Baltimore City entered a national competition to become the next federal tech hub, which could bring as many as 52,000 jobs to the area.
Baltimore City is throwing its name into the ring to become the next Silicon Valley. A consortium led by the Greater Baltimore Committee is applying to become one of 20 or more cities or regions chosen for the federal Tech Hubs Program.
The Baltimore Sun reported:
Baltimore-area leaders aim to be in the running to become a national tech hub similar to Silicon Valley or Boston as the city competes for a federal designation and billions of dollars in funding.
Baltimore’s group describes its hub as focusing on the intersection of artificial intelligence and biotechnology, an area still in the early stages of adoption. It refers to the use of artificial intelligence and machine learning on health data for applications such as diagnostics and drug development.
The consortium says the area is primed to combine artificial intelligence, machine learning and autonomy with biotech, medical technology, genomics and synthetic biology, and to commercialize technologies that can improve health at the individual, community and national levels.

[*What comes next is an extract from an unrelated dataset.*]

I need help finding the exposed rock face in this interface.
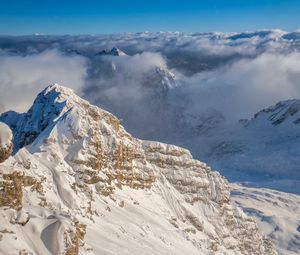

The Tech Hubs Program is an economic development initiative to drive regional technology- and innovation-centric growth by strengthening a region’s capacity to manufacture, commercialize, and deploy critical technologies. This program will invest directly in regions with the assets, resources, capacity, and potential to transform into globally competitive innovation centers in approximately 10 years while creating good jobs for American workers at all skill levels, equitably and inclusively.
It was enacted as part of the CHIPS and Science Act of 2022 (as the Regional Technology and Innovation Hubs program). The statute authorized $10 billion for the program over five years. As part of the FY 2023 Consolidated Appropriations Act, Congress appropriated EDA $500 million to launch the program.
The federal Economic Development Agency (EDA) oversees the program. The EDA defines a Tech Hub’s geography as a Metropolitan Statistical Area (MSA) or a similar area (including Micropolitan Statistical Areas (μSAs) or tightly interconnected combinations of MSAs and/or μSAs) with a concentration of assets, capital, R&D, labor market, and infrastructure strongly relevant to the Hub’s selected core technology area, the Hub’s identified market opportunity, and its potential to become globally competitive in that given sector, industry, and/or area within a decade. Applicants should identify their chosen geography as part of their application. Consortia may include assets or members outside their chosen geography—e.g., in nonmetro-rural areas or partnerships with geographically distant but tightly mission-aligned organizations—that support the consortium’s strategy and benefit the Tech Hub.
What’s on the line?
Over five years, an estimated $500 million is expected to generate $3.2 billion in economic impact and 52,000 jobs by 2030 in Baltimore City and seven surrounding counties.
Process and timeline
Phase One of the Tech Hubs Program closed in August: EDA will designate at least 20 Tech Hubs across the country and will separately award approximately $15 million in strategy development grants to accelerate the development of future Tech Hubs. The Tech Hubs designation will be a widely recognized indicator of a region’s potential for rapid technology-led economic growth.
In Phase 2, EDA will make at least five implementation awards to designated EDA Tech Hubs. Only Tech Hubs that EDA designates during Phase 1 are eligible to apply for Phase 2. The Phase 2 application is expected to be released this fall.